Goniothalamus tamirensis

Scientific classification
- Kingdom: Plantae
- Clade: Tracheophytes
- Clade: Angiosperms
- Clade: Magnoliids
- Order: Magnoliales
- Family: Annonaceae
- Genus: Goniothalamus
- Species: G. tamirensis
- Binomial name: Goniothalamus tamirensis Pierre ex Finet & Gagnep.
- Synonyms: Goniothalamus marcanii Craib

= Goniothalamus tamirensis =

- Genus: Goniothalamus
- Species: tamirensis
- Authority: Pierre ex Finet & Gagnep.
- Synonyms: Goniothalamus marcanii Craib

Species of plant in the soursop family

Goniothalamus tamirensis is a species of plant in the family Annonaceae. It is native to Cambodia, Laos, Peninsular Malaysia, Thailand and Vietnam. The French botanists J.B. Louis Pierre and François Gagnepain, who first formally described the species, named it after the region in Cambodia it was collected from, which they record as "monts Tamir".

==Description==
It is a small tree reaching 3-4 m in height. Its young branches have dense red, velvety hairs. Older branches are black. Its densely hairy petioles are 7–8 millimeters long and have a channel. Its elliptical leaves are 12-17 by 3.7-4.7 cm with tips that taper to a point and bases that taper to their petioles. The upper surfaces of the leaves are hairless, the undersides have red wooly hairs. Its flowers are solitary or in pairs and are born on rudimentary, 5-millimeter-long peduncles that occur in axillary positions. Its 3 triangular sepals are fused at the base. The sepals are hairless inside and have rust-colored hairs on their outer surface. Its flowers have 6 petals in two rows of three. The fleshy, lance-shaped outer petals come to a gentle tapering point and are covered in red hairs except for a concave portion of the inner surface at the base. The rhomboidal inner petals come to a shallow point and are also covered in hairs except a patch on the top of the inner surface. Its flowers have numerous stamen with anthers that dehisce longitudinally. The connective tissue between the lobes of the anthers extends upward and outward to form a fleshy head. Its fruit have multiple hairless carpels with, wedge-shaped styles, 1–2 ovules each, and outwardly glandular tips that are recurved and have a ventral suture. Its oval, hairless fruit are up to 3 centimeters long.

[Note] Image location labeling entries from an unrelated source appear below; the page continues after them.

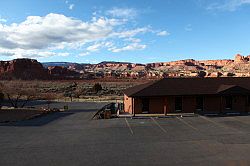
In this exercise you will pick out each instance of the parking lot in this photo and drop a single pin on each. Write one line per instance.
(71, 138)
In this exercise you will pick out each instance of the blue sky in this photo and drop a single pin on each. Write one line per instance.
(91, 31)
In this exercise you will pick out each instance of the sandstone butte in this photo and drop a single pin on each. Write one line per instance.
(30, 69)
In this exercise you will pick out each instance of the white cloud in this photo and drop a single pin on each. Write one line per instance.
(131, 33)
(162, 33)
(188, 28)
(84, 54)
(134, 40)
(122, 12)
(56, 35)
(228, 5)
(53, 30)
(2, 20)
(130, 47)
(71, 6)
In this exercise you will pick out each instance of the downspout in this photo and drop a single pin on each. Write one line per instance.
(133, 107)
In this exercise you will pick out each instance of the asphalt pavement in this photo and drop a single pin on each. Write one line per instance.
(72, 138)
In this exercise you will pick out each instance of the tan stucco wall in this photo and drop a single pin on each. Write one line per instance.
(127, 104)
(211, 104)
(156, 105)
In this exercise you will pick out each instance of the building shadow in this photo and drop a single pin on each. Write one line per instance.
(45, 119)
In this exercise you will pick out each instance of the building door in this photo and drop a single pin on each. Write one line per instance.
(229, 102)
(178, 104)
(199, 103)
(145, 106)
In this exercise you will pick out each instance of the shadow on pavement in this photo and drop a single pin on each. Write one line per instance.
(45, 119)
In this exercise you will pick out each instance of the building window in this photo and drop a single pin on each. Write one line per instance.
(199, 103)
(178, 104)
(229, 102)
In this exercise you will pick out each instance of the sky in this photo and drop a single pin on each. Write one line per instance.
(139, 31)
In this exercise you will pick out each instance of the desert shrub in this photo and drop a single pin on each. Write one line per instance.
(97, 87)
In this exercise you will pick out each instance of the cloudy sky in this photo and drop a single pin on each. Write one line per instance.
(142, 31)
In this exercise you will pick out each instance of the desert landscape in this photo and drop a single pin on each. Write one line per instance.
(120, 83)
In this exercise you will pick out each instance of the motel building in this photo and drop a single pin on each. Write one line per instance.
(189, 95)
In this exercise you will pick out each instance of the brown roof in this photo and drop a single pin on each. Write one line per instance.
(189, 86)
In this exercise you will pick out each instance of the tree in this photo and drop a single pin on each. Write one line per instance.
(49, 97)
(97, 87)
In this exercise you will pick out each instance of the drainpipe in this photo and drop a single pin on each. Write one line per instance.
(133, 107)
(220, 104)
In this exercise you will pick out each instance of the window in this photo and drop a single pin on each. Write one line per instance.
(199, 103)
(178, 104)
(229, 102)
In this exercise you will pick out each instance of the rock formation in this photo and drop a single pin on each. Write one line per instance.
(26, 69)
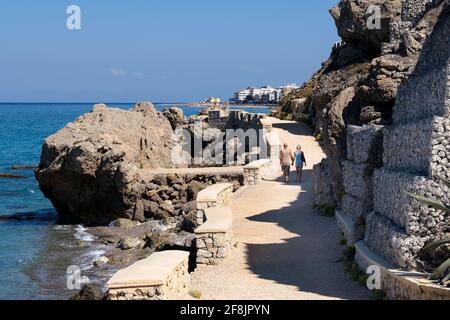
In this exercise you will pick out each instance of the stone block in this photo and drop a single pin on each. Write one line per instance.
(389, 241)
(407, 147)
(392, 201)
(355, 207)
(357, 179)
(364, 144)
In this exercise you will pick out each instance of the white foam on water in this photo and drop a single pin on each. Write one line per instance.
(83, 235)
(87, 260)
(61, 228)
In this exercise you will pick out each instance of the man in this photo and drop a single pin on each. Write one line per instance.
(286, 161)
(300, 162)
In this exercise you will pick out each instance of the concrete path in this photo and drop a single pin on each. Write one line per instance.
(285, 249)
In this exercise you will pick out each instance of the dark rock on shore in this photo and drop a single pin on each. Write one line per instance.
(90, 169)
(11, 176)
(175, 117)
(89, 292)
(16, 167)
(358, 84)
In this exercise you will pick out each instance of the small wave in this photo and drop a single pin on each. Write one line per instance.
(82, 234)
(61, 227)
(87, 260)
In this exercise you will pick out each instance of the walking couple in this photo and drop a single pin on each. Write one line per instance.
(288, 159)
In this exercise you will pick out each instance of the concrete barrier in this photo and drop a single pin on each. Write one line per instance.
(399, 284)
(253, 172)
(217, 195)
(214, 237)
(162, 276)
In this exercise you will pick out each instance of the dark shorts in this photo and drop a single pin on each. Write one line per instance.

===Reproductive biology===
The pollen of G. tamirensis is shed as permanent tetrads.

==Habitat and distribution==
It has been observed growing in dry evergreen forests at elevations of 10-500 m.

==Uses==
Bioactive molecules extracted from its leaves have been reported to have mitogenic activity in tests with cultured mouse osteoblasts.